SAN FRANCISCO — The Warriors’ tallest player is the 6-foot-10 Dario Saric. Their best rebounder, Kevon Looney, grew up as a point guard and couldn’t hop a curb. Their defensive maestro, Draymond Green, has hardly played.
Yet the Warriors, more than a third through the season, are the best rebounding team in the NBA.
Golden State ranks first in rebounds per game at 47.4. They average 13.2 offensive boards per game, tied for first. Their 52.4% rebounding rate — an advanced metric measuring the percent of available rebounds a team grabbed — is a hair behind New York’s league-leading 52.5% mark.
So far at least this season, the Warriors have proven one thing: when it comes to rebounding, size isn’t everything.
“It’s something that in training camp, we really focused on — being a great rebounding team and crashing the glass as much as possible,” Looney, the starting center, said this week. “We’ve got such great shooters, giving them extra possessions is going to make us that much more dangerous. We had success with that in the playoffs, so we wanted to carry that over to the regular season.”
The Warriors have scored 16 second-chance points per game, tied for fourth in the league. Head coach Steve Kerr said rebounding was a training camp emphasis and the coaching staff was confident the roster could improve in that area.

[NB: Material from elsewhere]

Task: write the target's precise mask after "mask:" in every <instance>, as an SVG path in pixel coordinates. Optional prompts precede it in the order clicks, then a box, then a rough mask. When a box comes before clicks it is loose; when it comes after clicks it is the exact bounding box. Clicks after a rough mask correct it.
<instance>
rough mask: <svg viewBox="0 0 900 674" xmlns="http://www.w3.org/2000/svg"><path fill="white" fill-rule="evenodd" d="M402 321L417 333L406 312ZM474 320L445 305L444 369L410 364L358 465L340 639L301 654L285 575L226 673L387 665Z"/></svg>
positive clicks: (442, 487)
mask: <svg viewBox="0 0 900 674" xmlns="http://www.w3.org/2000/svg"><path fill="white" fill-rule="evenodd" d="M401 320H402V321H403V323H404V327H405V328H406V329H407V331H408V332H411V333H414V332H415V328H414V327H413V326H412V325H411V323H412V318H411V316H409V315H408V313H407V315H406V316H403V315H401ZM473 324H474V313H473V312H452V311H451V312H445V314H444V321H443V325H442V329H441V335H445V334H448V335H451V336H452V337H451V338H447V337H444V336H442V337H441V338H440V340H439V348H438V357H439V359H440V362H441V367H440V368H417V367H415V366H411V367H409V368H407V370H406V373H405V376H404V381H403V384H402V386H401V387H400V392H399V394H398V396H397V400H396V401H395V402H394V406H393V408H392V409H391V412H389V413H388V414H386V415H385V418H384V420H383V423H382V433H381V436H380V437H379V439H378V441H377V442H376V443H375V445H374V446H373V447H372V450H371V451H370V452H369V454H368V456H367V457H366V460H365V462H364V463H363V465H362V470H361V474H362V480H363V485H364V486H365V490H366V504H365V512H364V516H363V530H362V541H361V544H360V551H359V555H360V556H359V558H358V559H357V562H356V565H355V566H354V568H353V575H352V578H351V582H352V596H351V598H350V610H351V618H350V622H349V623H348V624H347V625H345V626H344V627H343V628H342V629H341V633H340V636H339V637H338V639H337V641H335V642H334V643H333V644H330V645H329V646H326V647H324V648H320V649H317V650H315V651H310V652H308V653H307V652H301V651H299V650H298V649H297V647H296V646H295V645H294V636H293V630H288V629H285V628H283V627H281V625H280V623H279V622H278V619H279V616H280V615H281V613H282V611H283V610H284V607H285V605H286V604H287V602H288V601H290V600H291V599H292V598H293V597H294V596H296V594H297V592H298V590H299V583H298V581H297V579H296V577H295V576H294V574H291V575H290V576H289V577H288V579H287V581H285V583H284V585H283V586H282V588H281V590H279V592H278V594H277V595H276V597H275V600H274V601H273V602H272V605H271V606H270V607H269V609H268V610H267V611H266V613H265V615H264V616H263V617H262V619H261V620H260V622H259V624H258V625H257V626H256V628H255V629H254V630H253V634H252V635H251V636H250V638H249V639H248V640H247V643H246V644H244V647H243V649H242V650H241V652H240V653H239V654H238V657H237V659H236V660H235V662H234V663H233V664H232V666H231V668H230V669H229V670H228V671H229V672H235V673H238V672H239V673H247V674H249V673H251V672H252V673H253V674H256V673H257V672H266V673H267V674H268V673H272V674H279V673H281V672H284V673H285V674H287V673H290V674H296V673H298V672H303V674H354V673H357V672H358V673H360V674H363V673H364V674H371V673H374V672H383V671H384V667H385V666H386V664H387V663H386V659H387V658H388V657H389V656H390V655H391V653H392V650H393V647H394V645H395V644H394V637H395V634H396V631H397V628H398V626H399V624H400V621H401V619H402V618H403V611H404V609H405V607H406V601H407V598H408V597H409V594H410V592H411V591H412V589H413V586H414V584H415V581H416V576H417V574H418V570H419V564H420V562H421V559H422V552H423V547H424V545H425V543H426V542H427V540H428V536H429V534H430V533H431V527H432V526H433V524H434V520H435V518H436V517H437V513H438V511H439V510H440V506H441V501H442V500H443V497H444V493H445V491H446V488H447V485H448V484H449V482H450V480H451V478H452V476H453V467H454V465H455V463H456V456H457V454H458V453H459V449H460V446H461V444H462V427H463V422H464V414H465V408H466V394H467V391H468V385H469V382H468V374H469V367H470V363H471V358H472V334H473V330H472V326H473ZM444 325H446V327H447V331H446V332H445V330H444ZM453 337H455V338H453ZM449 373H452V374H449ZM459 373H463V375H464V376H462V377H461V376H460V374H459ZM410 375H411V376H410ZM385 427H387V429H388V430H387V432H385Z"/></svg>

Golden State ranked eighth in total rebounding last year, a solid if not spectacular mark. For the difference from last season to this one, look no further than Brandin Podziemski, the rookie who has launched himself into the starting lineup — in part by launching himself toward the rim off misses.
Podziemski averages 1.6 rebounds per game, behind only Looney and Saric on the team. The 6-foot-5 guard has cemented himself in the Warriors’ rotation by exhibiting hustle and basketball I.Q. beyond his years. That shows up in when he decides to go for offensive rebounds and how much energy to exert once committing.
Among players shorter than 6-foot-7, Podziemski’s offensive rebounding ranks tied for fifth in the NBA. Moses Moody and Gary Payton II also rank in the top 25.
Teams that emphasize offensive rebounding typically need to strike a balance. If too many players crash the boards and don’t come down with the offensive rebound, they could be liable on the other end in transition.
“I think for many years, as the league changed and became a little more about pace and space, explosive scoring and skill level and early opportunities — it could be in transition or just early opportunities to attack,” Miami Heat coach Erik Spoelstra said. “I think most teams and coaching staffs were prioritizing getting back on defense and set. And then in the last handful of years, I think some teams are trying to maximize more possessions potentially on the glass. And finding what that balance is, because that skill level and that pace and space hasn’t changed. If you’re not trying to maximize that, you’re getting eviscerated in transition.”
The Warriors have been aggressive on the offensive glass, but they aren’t getting burned. They rank 22nd in opponent fast break points; that includes teams turning turnovers and long rebounds into fast breaks, so it isn’t completely correlated to overextending on the offensive boards.
“Coach just continues to tell us constantly to crash — it’s either crash or get back,” rookie center Trayce Jackson-Davis said. “He (allows) guards to crash — you see BP in there all the time getting rebounds. Guards crashing is huge for us.”
As they hover around .500, the Dubs’ rebounding prowess hasn’t necessarily led to success. In fact, the Celtics are the only team in the top five of total rebounding who is a clear-cut contender. Even though the league’s best players — Nikola Jokic, Joel Embiid and Giannis Antetokounmpo are centers — the game has shifted toward 3-pointers and pace.
Has that diminished the importance of rebounding? It all comes back to finding the right balance between crashing and retreating.
“I don’t think anybody has that answer yet,” Spoelstra said. “The analytics, I’m sure, are trying to come up with definitive theories on that. It’s different when you’re out there, the score board matters for the team in a way it doesn’t necessarily matter for the analytics department.”